Raymond became the third straight UD football head coach to be inducted into the Hall of Fame, joining his direct predecessors Dave Nelson (1952-1965) and Bill Murray (1940-51).

Raymond also is a member of the Delaware Sports Hall of Fame and the University of Delaware Athletics Hall of Fame.

Raymond enjoyed a career at UD that started as an assistant football coach in the mid-1950s. Under his direction as head coach, beginning in 1966, the Blue Hens compiled a 300-119-3 record, making him one of only nine coaches in the history of college football to reach 300 victories and just the fourth to do so at one school.

He left coaching ranked third in victories behind only Eddie Robinson of Grambling and Kidd at Eastern Kentucky in NCAA Division I-AA.

Raymond's accomplishments are staggering. The list includes:

Thirty-one of Raymond's 36 teams had had winning records, including a streak of 13 straight winning seasons. Only 13 times did a Raymond-coached squad have fewer than eight victories.

The team success brought Raymond numerous honors, including the distinction of being just one of two college division coaches to win consecutive American Football Coaches Association Coach of the Year awards. Raymond was cited in 1971 and 1972, when he coached Delaware to back-to-back national titles.
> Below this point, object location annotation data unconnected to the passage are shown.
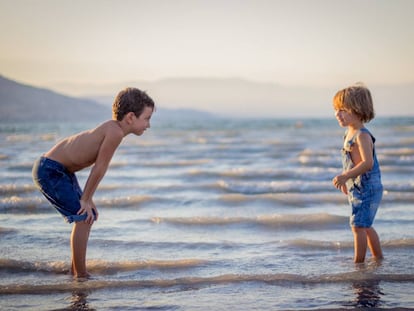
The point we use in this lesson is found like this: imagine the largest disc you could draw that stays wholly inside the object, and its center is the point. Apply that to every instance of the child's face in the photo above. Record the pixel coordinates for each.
(141, 123)
(346, 117)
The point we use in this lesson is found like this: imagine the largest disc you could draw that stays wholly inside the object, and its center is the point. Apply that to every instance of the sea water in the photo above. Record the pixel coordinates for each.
(214, 214)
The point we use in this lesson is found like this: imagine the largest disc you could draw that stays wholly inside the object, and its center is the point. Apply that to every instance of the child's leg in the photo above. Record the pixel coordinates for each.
(360, 243)
(79, 243)
(374, 243)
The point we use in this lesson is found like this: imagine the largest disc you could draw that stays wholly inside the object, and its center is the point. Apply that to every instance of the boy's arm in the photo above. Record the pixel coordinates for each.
(109, 144)
(365, 146)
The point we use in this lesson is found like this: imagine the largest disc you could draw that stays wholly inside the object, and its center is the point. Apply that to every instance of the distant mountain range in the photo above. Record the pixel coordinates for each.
(19, 102)
(189, 99)
(237, 97)
(25, 103)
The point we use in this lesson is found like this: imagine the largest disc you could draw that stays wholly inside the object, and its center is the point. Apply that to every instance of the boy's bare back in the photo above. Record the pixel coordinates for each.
(82, 150)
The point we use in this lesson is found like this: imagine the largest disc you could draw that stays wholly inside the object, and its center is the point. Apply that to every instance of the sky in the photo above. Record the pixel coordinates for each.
(306, 43)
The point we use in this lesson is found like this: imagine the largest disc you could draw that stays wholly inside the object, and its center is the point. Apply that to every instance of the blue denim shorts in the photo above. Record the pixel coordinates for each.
(364, 201)
(60, 187)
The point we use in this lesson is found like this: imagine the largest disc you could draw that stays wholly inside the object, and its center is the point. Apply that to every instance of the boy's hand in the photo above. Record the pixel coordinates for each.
(339, 182)
(89, 208)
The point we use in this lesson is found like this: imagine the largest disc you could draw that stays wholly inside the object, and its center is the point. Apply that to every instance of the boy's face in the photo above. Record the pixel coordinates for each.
(346, 117)
(141, 123)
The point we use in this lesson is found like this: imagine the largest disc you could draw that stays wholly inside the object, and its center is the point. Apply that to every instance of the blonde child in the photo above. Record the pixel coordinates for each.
(361, 176)
(54, 172)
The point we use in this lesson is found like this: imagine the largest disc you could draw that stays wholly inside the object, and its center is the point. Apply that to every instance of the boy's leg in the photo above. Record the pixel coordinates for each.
(360, 243)
(79, 243)
(374, 243)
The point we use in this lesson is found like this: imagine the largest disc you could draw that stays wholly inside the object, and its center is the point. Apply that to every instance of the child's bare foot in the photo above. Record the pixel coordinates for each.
(82, 276)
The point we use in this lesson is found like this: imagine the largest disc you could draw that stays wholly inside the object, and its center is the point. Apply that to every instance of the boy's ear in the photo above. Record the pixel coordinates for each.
(130, 116)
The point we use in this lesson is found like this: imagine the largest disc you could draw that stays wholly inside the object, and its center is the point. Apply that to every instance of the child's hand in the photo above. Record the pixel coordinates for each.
(89, 208)
(339, 182)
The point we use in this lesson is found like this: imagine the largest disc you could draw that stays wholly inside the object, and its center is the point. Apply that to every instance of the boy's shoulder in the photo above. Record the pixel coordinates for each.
(110, 128)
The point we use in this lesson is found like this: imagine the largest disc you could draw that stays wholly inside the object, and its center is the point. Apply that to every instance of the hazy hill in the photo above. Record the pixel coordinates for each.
(240, 97)
(19, 102)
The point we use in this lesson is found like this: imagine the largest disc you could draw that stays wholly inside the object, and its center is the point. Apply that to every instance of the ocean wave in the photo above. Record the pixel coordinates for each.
(18, 203)
(98, 267)
(192, 282)
(127, 201)
(286, 199)
(296, 221)
(333, 245)
(274, 187)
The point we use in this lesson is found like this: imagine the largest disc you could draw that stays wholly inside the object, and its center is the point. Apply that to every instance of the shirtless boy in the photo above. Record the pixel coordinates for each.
(54, 172)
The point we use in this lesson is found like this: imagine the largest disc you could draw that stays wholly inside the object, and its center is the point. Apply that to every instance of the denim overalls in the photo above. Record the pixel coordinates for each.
(364, 191)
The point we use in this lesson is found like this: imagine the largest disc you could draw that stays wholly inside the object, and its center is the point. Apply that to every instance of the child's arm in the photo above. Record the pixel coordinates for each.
(107, 149)
(363, 161)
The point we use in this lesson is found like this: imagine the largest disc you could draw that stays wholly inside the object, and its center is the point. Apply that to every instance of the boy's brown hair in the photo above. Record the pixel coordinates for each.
(356, 98)
(130, 100)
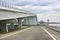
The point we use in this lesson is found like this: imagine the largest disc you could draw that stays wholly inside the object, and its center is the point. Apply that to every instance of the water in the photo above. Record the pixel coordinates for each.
(54, 24)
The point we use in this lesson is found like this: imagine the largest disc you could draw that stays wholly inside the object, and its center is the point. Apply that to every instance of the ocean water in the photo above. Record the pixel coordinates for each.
(54, 24)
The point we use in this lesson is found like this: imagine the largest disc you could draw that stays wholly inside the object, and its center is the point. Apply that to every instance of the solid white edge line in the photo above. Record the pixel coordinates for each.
(7, 35)
(48, 33)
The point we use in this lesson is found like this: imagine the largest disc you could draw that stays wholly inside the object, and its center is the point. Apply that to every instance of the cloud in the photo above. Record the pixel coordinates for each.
(52, 17)
(45, 9)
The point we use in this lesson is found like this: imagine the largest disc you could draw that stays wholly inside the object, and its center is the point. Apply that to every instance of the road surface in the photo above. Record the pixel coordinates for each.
(34, 33)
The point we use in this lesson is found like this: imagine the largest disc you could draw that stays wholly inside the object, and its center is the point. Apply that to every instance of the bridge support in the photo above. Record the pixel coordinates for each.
(4, 28)
(32, 20)
(19, 23)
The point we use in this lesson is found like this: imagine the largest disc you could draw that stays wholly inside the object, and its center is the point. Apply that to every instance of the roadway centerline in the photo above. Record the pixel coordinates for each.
(10, 34)
(49, 33)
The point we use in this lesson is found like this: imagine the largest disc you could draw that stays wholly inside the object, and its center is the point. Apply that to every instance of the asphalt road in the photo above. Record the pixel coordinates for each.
(34, 33)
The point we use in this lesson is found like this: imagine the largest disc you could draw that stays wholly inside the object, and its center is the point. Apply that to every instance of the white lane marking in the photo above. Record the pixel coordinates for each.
(48, 33)
(10, 34)
(56, 37)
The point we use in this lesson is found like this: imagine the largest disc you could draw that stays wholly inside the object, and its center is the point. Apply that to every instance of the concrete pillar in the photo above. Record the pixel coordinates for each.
(12, 26)
(4, 28)
(19, 23)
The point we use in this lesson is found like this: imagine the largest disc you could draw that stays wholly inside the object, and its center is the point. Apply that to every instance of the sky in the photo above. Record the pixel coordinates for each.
(45, 9)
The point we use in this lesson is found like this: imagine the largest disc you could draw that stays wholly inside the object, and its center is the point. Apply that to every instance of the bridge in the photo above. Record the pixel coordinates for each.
(13, 16)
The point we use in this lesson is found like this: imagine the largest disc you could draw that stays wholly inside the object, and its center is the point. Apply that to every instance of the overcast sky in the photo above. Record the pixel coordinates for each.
(45, 9)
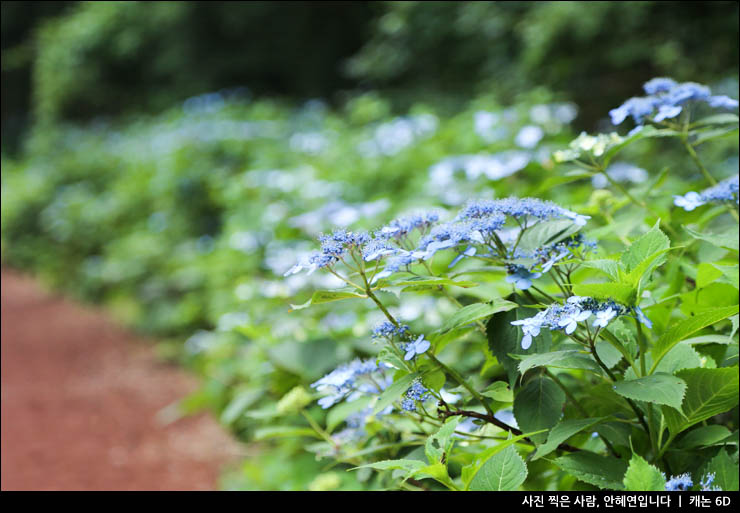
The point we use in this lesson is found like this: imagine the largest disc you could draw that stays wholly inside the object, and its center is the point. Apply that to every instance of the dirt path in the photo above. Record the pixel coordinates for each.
(82, 404)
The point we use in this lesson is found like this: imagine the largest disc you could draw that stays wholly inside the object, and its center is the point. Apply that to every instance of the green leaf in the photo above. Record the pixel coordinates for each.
(729, 274)
(703, 436)
(546, 233)
(708, 135)
(611, 268)
(620, 292)
(644, 268)
(440, 443)
(643, 248)
(717, 119)
(284, 432)
(709, 392)
(470, 471)
(407, 465)
(504, 339)
(561, 432)
(727, 239)
(643, 477)
(499, 391)
(340, 412)
(434, 380)
(571, 359)
(326, 296)
(538, 406)
(503, 471)
(686, 327)
(394, 391)
(725, 472)
(609, 354)
(657, 388)
(606, 472)
(425, 283)
(475, 312)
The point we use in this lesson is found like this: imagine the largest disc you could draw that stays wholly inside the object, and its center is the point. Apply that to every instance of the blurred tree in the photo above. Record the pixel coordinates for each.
(18, 22)
(580, 48)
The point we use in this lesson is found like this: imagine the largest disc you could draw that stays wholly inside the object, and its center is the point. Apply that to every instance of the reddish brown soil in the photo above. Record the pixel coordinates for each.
(83, 404)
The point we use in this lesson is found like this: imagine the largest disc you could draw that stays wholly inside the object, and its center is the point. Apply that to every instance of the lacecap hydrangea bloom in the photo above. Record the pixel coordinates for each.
(666, 99)
(353, 380)
(576, 310)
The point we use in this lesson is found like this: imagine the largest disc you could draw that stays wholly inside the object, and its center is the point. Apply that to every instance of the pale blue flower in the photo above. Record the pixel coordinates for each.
(681, 482)
(417, 347)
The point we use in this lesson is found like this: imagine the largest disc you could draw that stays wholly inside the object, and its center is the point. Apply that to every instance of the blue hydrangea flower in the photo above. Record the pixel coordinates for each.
(389, 330)
(643, 318)
(345, 382)
(681, 482)
(689, 201)
(668, 98)
(603, 317)
(419, 346)
(417, 392)
(469, 251)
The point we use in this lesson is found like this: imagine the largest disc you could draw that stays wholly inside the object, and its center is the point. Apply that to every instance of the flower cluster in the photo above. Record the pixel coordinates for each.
(666, 99)
(333, 248)
(417, 392)
(545, 257)
(388, 330)
(683, 482)
(353, 380)
(678, 483)
(576, 309)
(726, 190)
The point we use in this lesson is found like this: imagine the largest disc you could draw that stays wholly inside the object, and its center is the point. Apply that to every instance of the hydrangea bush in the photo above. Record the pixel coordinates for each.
(467, 267)
(567, 348)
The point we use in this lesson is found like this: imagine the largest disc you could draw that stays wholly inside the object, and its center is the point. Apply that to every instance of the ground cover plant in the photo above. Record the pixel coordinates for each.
(492, 303)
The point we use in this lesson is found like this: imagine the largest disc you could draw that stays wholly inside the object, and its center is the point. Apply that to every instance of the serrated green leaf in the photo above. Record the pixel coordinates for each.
(476, 312)
(657, 388)
(327, 296)
(606, 472)
(643, 248)
(284, 432)
(407, 465)
(419, 284)
(341, 411)
(394, 391)
(504, 339)
(727, 239)
(538, 406)
(687, 327)
(643, 477)
(611, 268)
(716, 119)
(620, 292)
(703, 436)
(503, 471)
(561, 432)
(715, 133)
(546, 233)
(440, 443)
(499, 391)
(709, 392)
(724, 470)
(571, 359)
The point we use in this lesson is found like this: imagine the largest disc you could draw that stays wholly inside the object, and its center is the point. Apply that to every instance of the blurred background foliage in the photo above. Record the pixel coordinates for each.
(171, 160)
(85, 60)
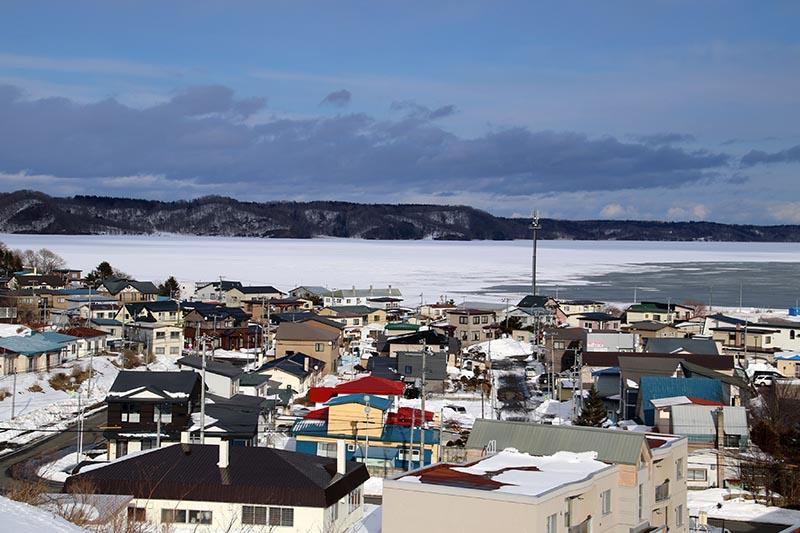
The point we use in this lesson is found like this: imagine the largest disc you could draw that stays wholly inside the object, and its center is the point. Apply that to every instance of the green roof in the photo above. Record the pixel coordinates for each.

The only other coach to match that feat was Wittenberg's Bill Edwards, in 1962 and 1963.

In 1979, after winning the NCAA Division II national championship, ABC Sports and Chevrolet named Raymond the NCAA Division II Coach of the Year.

On the district level, Raymond was named AFCA College Division District II (now NCAA I-AA Region I) Coach of the Year seven times, including the 1995 season, and the New York Football Writers Association ECAC Division I-AA Coach of the Year twice, including the 1992 campaign.

Raymond came to Delaware from the University of Maine in 1954 and served as Dave Nelson's backfield coach for 12 years before Nelson, a member of the College Football Hall of Fame who died in 1991, resigned to devote full-time to his athletic director duties.

Called "Tubby" by his childhood playmates, Raymond lost the weight but not the nickname. A native of Flint, Mich., and a 1950 graduate of the University of Michigan, Raymond played football and baseball for the Wolverines and captained the 1949 baseball team.

He played minor league professional baseball for two years and was head football coach at University High School in Ann Arbor, Mich., before heading to the University of Maine.

He served as Blue Hen baseball coach for nine years and compiled the second best coaching record in the history of the sport at UD with a mark of 141-56. Six of Raymond's nine baseball teams qualified for the NCAA District II playoffs.

He left the baseball post­giving way to his assistant, recently retired Bob Hannah­before the 1965 season to become a full-time football assistant.